Originally, the signal was sent by radio waves to the receiver. Technology has developed to send it through ANT or Bluetooth. This enables devices such as cell phones and other mobile devices to use apps to receive data from the heart rate monitor sensors.

The receiver can be a watch display, wearable device, fitness band, mounted display for a bicycle, consoles on treadmills and other cardio machines, or mobile phone apps.

Heart Rate Zone Training With a Heart Rate Monitor

Walkers, runners, bikers use heart rate monitors to achieve the intensity of workout they want and to stay in their chosen heart rate zone. Various models have other functions such a stopwatch, GPS speed and distance, time of day, pre-set workouts, and calories burned.

Bluetooth heart rate monitors can transmit the data to your cell phone app where it can be used along with speed, distance, incline, and other workout data. For use without carrying a phone, various wrist or bicycle displays can also show a variety of information and sync with an app or workout website for detailed information after your workout.

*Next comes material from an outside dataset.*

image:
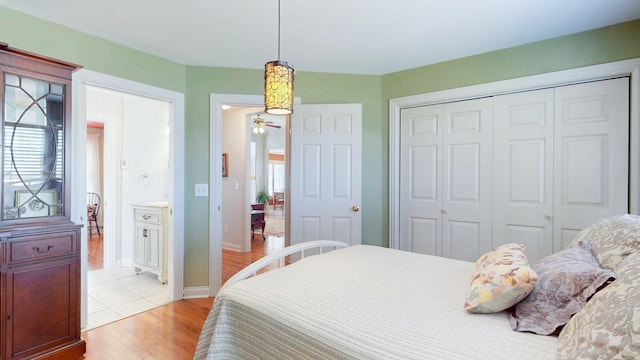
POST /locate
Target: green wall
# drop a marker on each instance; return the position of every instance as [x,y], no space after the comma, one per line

In choosing a heart rate monitor, look for one that has the type of display you can most easily use and understand during your workout. Often they have pre-programmed exercise zones based on your age, while others allow you to set your zones to your individual preference.

Strap vs. Strapless LED Heart Rate Detection

Wearable devices can use LED lights on the wrist or arm to detect blood flow and count heart rate beats per minute. Fitness bands such as the Fitbit Charge and smartwatches such as the Apple Watch read heart rate continuously during workouts or can display your heart rate on demand at other points of the day. While this technology is improving in accuracy, many experts say it is still prone to inaccuracies. A study of the Fitbit Charge 2 found it consistently underestimated heart rate by 5.9 beats per minute, and the accuracy of Fitbit's LED heart rate detection is the subject of a class-action lawsuit. It can be wise to check your heart rate with an electrode strap heart rate monitor to see how a wrist-based LED device is performing for you.